I sort of liked this paper weight cum sno-globe look for the city, an appropriate parting image for heading south, but I was grateful to be the passenger as we launched our trip. The beauty of freshly falling snow is more easily observed when not driving in it. Fortunately, thirty minutes after we passed the Loop and got on I-57 heading for Memphis, the first stop on our New Orleans 2012 Christmas adventure, the white dust got lighter and lighter, then disappeared altogether.
New Orleans is just over nine hundred miles from Chicago. We planned to stay the night in Memphis on the way down there and stop in St. Louis on the way back, arriving back on Whipple Street News Year’s Eve day, hours before rookie revelers would take to the streets.
We got gas somewhere in southern Illinois and I took the wheel for a while frequently turning on the radio for news and weather updates. We quietly chuckled to ourselves at our good fortune. It seemed that much of the country was looking at a white Christmas. As we zigzagged across Illinois, Missouri and parts of Arkansas on the way to Memphis, we seemed to be just ahead of the weather front and we were making good time.
John took over driving duties again just as dusk crept over the highway. I was happy to relinquish the wheel and smiled even more when Mother Nature started to shower us with a little snow and rain. Somehow John always ended up with driving stints that required more concentration. When we got to downtown Memphis, the streets were deserted. Understandably, Christmas Day was a time most people spent at home with family, but I think the precipitation kept even more people than usual indoors. As a typical southern town, the folks of Memphis freak out in snow. We had a nice meal at a hotel close to ours then returned to our hotel and called it a night.

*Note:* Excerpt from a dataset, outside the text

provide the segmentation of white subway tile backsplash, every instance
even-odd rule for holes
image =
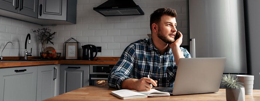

The next morning, the streets were still under the cover of snow and very few people were out and about. We decided to walk down Beale Street before getting back on the road. A touristy strip of blues clubs, bail bondsmen’s offices and no-frills grills whose signs boasted world famous Bar-B-Q, it was obvious the snow would be keeping patrons away for most of the day. We snapped a few pictures – in front of pawnshop windows, near the Gibson guitar factory, and around various clubs. Snow definitely did not belong in this street scene, and I appreciated the incongruity.
Nature is so wonderfully humbling. It’s easy to get obsessed with plans then be reminded that they’re subject to change based on the weather. Everything we do in our lives is subject to change, but it’s easy to react to unplanned situations as wrong instead of simply surprising.
Being humbled by snow on Beale Street is no small thing.